A Rare Survivor: R-L96

But my family line does not belong to L21. Instead, our DNA traces back to R-L96, an older, rarer cousin branch that split away thousands of years before L21 spread so widely. In Wales today, R-L96 is exceptionally uncommon — far fewer than 1% of men carry it.

That means my direct paternal line is not part of the majority story. It is a survivor, an echo of some of the earliest men ever to settle in Britain. Somehow, across four millennia, this lineage endured — in small numbers, in upland farms, tucked away from the great tides of conquest and empire.

Rooted in Montgomeryshire

For centuries, my Davies ancestors lived in the hills around Llanwrin and Machynlleth — an area defined by sheep farms, drovers’ roads, chapels, and the stories of Glyndŵr. These hills have seen Romans, Saxons, Normans, and English kings come and go.
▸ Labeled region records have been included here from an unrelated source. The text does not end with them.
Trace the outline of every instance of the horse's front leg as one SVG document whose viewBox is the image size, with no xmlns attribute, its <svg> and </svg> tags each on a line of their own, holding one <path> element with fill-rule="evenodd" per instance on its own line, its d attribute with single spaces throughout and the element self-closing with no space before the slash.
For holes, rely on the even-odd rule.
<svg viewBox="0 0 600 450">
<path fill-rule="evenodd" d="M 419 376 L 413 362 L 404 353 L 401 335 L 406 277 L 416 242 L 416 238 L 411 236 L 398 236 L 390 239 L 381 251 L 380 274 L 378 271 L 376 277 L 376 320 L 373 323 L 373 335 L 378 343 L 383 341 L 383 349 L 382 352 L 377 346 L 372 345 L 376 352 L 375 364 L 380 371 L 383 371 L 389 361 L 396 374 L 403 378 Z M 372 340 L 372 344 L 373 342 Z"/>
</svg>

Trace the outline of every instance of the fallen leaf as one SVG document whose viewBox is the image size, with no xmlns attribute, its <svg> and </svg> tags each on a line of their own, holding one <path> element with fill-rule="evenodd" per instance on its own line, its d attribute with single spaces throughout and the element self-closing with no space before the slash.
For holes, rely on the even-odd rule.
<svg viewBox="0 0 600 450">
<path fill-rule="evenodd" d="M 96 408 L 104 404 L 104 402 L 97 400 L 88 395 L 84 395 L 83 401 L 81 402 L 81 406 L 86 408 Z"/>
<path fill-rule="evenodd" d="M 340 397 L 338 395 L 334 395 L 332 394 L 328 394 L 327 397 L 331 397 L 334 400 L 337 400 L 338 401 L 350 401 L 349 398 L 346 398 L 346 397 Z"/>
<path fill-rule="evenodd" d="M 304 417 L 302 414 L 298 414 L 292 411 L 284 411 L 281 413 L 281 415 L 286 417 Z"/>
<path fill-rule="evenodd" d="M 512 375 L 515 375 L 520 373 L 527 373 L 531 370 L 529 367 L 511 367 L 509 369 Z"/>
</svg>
And yet, through it all, an unbroken line of fathers quietly passed on the same Y-chromosome.

When I walk the fields of Caeadda or look up to Esgair Llewelyn, I know I am treading ground where my bloodline has stood since long before there was such a thing as Wales.

Older Than Nations

To put the timescale in perspective:

  • When the first men of R-L96 reached these shores, Stonehenge was still a living monument.
  • The Welsh language did not yet exist.
  • Christianity was thousands of years away.
  • The idea of “Wales” itself was unimaginable.

And yet, from that distant age to today, this DNA survived — carried in the men of my family who lived, worked, farmed, prayed, and died in the same valleys of mid-Wales.

A Symbol of Endurance

For me, this discovery is not just scientific trivia. It is profoundly symbolic. Family legend says one of our ancestors once gave shelter to Llywelyn the Last on his final journey. Whether true or not, the idea feels fitting: a family line that has stayed put, endured, and survived, while armies and empires rose and fell.

It is easy to think of Wales as fragile — a small nation overshadowed by larger neighbours. But my DNA is living proof of something else: continuity against all odds.

In that sense, it carries the same message as Dafydd Iwan’s song Yma o Hyd: “Er gwaetha pawb a phopeth, rydyn ni yma o hyd” — in spite of everyone and everything, we are still here.

More Than a Code

My DNA is not “big” in terms of numbers. It is rare. But it is big in meaning. It shows that Wales is not a recent idea, nor a fragile invention. It is rooted in bloodlines, landscapes, and communities that have endured for millennia.

When I say my family has lived in Montgomeryshire for centuries, that is history.
When I say our DNA has been here for 4,000 years, that is legacy.

And it is still here — living, breathing, and speaking for itself.